Bir esnek çalışma sistemi: Sıkıştırılmış iş haftaları düzenlemesi
Bu bahse yakın bir uygulama olarak sıkıştırılmış iş haftaları düzenlemesine değinen Doç. Dr. Dinçer Atlı, “Bir ‘esnek çalışma’ formülü olan ‘sıkıştırılmış iş haftaları’ düzenlemesi ise insan kaynakları uygulamalarında yer alan bir prosedür. Bu usulde mesela haftalık 5 gün olan çalışma programı beş günden daha az vakte sıkıştırılıyor. Örneğin günlük 8 saatlik çalışma yerine günde 10 saat ve haftada 4 gün olarak düzenleme yapılıyor. ABD, Yeni Zelanda, Avustralya, İngiltere, Almanya üzere ülkelerde uygulama alanı bulan bu düzenlemelerde ekseriyetle İzlanda meseladeki üzere toplam çalışma müddeti azaltılmıyor çalışma müddetleri belli günlere sıkıştırılıyor.” diye konuştu.
Bu sistemler randımanı artırıyor
Doç. Dr. Dinçer Atlı, bu çalışma formlarının iş yerindeki randımanı düşürmediğini, hatta artırdığını belirterek çalışanların üretkenliğine ve uygun oluş haline katkı sunan İzlanda örneği üslubu uygulamaların ya da yerine bakılırsa bir ‘esnek çalışma’ sistemi olan ‘sıkıştırılmış iş haftaları’ düzenlemesi üzere uygulamaların önümüzdeki süreçte daha fazlaca tartışılacağını söylemiş oldu.

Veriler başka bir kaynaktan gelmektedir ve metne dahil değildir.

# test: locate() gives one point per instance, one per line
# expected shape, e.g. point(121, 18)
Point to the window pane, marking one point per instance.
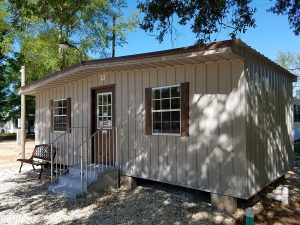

Verimlilik ve iş kalitesi artıyor
Bu uygulamaların dünyanın çeşitli ülkelerinde daha fazla oranda uygulama alanı bulacağını kaydeden Doç. Dr. Dinçer Atlı, “Zira araştırmalar da gösteriyor ki çalışanlar iş yoğunluğu ve iş geriliminden uzaklaşır ve patronları ile gönül bağı içerisinde olurlarsa hem verimlilik tıpkı vakitte iş kalitesi artıyor. Verimlilik ve iş kalitesinin artması patronlar için karlılık manasına geldiği için de hem çalışan hem patron tıpkı vakitte müşteriler açısından bir kazan kazan durumu oluşturuyor.” dedi.